Position in the British Royal Household

The Piper to the Queen Mother was a position in the British Royal Household in which the holder of the office was responsible for playing the bagpipes at the request of Queen Elizabeth the Queen Mother. The position was established in 1953 and disbanded in 2002 following her death.

The first Piper to the Queen Mother was Leslie de Laspee, Pipe Sergeant of the London Scottish of which the Queen Mother was honorary colonel. Soon afterwards he was appointed Pipe Major. Subsequently, the position was held by the then current Pipe Major of the London Scottish.

The principal duty was to play in the gardens of Clarence House at 9 am for 15 minutes on three mornings per week, and at state events as requested.

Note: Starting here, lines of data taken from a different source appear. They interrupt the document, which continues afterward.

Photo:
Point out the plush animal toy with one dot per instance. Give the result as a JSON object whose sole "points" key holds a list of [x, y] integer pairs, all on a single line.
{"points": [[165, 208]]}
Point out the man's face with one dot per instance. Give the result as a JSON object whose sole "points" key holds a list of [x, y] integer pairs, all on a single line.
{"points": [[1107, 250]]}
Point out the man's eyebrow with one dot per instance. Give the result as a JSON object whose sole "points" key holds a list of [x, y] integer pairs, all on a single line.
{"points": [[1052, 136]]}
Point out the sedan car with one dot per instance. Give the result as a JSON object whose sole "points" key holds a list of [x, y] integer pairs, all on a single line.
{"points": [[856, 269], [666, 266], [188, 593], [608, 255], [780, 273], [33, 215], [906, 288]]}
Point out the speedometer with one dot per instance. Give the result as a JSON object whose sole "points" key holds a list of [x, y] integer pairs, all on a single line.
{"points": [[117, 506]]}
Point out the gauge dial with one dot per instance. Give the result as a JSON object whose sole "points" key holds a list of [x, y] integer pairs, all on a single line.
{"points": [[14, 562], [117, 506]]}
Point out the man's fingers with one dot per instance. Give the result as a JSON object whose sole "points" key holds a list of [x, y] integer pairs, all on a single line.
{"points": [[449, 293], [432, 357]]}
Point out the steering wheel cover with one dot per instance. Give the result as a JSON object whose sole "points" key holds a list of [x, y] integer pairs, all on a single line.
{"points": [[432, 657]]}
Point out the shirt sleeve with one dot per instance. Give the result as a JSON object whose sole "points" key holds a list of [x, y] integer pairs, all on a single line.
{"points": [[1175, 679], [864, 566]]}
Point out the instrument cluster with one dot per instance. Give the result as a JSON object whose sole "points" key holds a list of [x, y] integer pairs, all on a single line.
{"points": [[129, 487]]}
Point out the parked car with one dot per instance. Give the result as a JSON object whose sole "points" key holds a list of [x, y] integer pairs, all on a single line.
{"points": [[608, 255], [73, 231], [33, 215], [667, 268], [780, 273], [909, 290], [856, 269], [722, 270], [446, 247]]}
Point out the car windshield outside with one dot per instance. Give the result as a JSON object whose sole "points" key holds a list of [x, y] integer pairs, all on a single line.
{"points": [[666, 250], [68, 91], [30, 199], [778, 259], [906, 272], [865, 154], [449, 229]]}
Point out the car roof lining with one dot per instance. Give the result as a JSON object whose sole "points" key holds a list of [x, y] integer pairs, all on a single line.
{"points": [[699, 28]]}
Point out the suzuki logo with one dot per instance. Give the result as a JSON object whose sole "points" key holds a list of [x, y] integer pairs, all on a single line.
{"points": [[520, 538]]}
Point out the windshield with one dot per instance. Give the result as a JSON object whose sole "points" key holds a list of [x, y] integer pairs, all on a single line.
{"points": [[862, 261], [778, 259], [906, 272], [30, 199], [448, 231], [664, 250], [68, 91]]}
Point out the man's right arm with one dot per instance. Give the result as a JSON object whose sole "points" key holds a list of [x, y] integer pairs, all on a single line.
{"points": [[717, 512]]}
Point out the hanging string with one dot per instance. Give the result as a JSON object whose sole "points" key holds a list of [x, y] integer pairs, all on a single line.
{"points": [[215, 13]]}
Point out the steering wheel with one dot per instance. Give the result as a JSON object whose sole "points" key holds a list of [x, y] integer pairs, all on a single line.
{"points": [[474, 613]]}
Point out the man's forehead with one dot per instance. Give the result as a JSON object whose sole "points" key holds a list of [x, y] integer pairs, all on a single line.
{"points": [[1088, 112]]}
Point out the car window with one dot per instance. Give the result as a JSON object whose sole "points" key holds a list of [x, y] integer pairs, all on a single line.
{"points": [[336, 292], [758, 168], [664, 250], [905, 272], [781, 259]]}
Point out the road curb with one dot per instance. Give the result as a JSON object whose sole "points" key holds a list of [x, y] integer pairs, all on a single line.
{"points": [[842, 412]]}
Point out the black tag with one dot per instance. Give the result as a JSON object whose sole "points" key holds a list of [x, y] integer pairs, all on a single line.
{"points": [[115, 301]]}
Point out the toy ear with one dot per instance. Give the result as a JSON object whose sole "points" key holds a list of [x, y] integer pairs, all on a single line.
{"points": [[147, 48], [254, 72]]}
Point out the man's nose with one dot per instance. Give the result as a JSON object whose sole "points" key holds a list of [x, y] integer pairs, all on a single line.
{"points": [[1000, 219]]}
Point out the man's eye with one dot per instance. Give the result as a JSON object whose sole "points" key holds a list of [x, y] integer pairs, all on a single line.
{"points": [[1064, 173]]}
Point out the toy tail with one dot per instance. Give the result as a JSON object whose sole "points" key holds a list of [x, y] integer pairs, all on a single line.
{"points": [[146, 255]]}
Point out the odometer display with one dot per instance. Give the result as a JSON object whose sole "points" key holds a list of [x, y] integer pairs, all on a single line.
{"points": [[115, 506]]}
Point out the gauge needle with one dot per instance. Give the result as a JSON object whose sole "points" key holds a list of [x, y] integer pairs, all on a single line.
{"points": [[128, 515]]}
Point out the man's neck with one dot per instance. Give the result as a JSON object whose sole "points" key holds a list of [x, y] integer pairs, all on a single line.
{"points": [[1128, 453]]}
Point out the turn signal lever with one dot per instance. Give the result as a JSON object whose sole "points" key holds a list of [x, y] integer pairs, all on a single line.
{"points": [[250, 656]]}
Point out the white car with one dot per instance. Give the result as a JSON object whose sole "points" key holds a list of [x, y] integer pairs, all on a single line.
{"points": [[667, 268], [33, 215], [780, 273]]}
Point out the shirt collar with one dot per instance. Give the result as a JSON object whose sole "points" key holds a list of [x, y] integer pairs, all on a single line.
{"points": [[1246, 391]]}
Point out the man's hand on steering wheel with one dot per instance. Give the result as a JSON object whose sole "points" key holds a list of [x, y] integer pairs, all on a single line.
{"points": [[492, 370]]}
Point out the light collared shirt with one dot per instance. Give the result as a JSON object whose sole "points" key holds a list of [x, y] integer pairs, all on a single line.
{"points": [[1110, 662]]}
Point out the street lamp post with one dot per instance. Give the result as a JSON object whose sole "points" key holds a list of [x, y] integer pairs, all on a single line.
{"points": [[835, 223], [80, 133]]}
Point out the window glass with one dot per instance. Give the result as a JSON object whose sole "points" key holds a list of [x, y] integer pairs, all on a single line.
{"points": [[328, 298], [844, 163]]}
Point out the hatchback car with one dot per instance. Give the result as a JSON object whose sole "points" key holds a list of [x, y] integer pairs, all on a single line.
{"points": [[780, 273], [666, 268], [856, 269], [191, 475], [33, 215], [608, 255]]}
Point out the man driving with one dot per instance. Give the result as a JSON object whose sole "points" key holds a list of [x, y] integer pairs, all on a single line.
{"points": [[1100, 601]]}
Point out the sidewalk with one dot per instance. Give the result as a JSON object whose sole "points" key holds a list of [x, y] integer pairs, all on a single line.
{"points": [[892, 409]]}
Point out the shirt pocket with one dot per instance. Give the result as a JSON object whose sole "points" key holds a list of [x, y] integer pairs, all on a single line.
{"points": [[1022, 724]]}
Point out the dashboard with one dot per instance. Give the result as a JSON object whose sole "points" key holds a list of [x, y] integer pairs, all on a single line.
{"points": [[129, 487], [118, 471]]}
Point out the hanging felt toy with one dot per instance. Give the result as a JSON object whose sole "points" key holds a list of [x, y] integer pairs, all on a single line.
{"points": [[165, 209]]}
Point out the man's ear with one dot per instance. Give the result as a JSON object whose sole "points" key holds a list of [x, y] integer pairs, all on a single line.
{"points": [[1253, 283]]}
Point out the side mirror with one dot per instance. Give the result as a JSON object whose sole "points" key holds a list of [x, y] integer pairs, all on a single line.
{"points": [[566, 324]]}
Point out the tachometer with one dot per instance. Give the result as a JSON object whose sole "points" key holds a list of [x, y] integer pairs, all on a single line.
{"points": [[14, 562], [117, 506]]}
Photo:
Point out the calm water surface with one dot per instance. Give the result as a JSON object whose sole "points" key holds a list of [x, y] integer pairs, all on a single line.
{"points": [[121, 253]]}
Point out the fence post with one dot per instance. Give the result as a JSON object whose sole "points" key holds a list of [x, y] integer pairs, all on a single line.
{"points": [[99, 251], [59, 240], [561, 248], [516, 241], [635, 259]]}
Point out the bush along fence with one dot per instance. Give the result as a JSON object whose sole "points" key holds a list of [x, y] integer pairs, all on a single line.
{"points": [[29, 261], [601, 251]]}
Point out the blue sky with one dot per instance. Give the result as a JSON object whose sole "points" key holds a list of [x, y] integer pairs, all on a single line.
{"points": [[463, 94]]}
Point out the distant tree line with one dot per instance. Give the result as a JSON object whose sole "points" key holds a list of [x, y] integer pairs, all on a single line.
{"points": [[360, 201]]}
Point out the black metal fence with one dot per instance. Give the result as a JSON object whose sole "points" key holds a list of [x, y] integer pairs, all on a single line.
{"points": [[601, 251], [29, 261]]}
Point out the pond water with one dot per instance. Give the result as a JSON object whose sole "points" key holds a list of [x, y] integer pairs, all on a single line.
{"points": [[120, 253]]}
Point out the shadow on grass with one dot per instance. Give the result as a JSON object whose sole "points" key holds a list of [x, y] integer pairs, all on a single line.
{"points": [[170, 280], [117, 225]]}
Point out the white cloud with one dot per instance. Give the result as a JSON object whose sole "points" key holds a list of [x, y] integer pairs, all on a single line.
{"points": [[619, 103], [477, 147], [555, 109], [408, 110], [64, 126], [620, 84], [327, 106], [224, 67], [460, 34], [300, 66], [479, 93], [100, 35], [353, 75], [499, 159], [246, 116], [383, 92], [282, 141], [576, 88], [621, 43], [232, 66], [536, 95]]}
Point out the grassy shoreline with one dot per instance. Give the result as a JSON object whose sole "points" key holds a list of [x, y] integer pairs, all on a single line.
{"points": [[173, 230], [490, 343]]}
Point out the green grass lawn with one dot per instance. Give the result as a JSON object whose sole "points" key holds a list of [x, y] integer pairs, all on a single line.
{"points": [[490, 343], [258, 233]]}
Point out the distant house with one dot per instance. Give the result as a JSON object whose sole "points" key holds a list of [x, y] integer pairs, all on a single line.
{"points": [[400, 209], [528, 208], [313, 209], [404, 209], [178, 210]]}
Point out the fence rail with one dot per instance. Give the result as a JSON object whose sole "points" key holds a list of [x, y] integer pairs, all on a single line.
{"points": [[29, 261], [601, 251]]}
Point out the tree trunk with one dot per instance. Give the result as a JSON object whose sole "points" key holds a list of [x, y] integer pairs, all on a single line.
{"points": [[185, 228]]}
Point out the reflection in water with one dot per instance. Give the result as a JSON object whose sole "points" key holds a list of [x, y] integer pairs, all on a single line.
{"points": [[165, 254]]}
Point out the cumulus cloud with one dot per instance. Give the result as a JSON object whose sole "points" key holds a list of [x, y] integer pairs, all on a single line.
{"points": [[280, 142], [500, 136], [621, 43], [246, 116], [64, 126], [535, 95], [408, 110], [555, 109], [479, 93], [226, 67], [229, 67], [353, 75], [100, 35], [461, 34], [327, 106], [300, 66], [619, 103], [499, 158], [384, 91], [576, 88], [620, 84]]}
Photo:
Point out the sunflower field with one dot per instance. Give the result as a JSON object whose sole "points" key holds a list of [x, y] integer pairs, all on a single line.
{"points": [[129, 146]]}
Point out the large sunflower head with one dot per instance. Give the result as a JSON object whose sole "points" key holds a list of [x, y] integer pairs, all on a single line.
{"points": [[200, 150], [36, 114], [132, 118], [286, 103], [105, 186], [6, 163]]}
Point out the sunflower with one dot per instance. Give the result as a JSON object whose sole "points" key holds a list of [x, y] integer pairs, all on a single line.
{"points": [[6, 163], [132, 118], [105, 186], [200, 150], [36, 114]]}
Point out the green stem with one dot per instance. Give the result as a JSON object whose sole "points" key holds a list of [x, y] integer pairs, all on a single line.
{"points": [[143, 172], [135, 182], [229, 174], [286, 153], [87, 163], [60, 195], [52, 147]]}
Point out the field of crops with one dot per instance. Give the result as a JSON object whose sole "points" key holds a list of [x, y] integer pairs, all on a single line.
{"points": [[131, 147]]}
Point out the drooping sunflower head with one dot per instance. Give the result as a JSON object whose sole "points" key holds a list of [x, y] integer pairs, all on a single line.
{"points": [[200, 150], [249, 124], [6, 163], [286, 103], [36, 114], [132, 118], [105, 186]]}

There was no payment for these duties and the appointment was considered to be an honour.

The pipers holding the position were:
- 1953-1975: P/Sgt (later PM) Leslie de Laspee
- 1975-1985: PM D. Duncan
- 1985-1990: PM John Spoore
- 1990-1999: PM Ian King
- 1999-2001: PM Christopher Macpherson
- 2001-2002: PM John Bracken

Pipe Majors Spoore and Macpherson played at the Queen Mother's funeral in 2002.

Pipe Major Leslie de Laspee played the role of private Bill Millin in the Holywood film The Longest Day (1962). Bill Millin (1922–2010), who was personal piper to Simon Fraser, 15th Lord Lovat, commander of 1 Special Service Brigade at D-Day, is best remembered for playing the pipes whilst under fire during the D-Day landing in Normandy.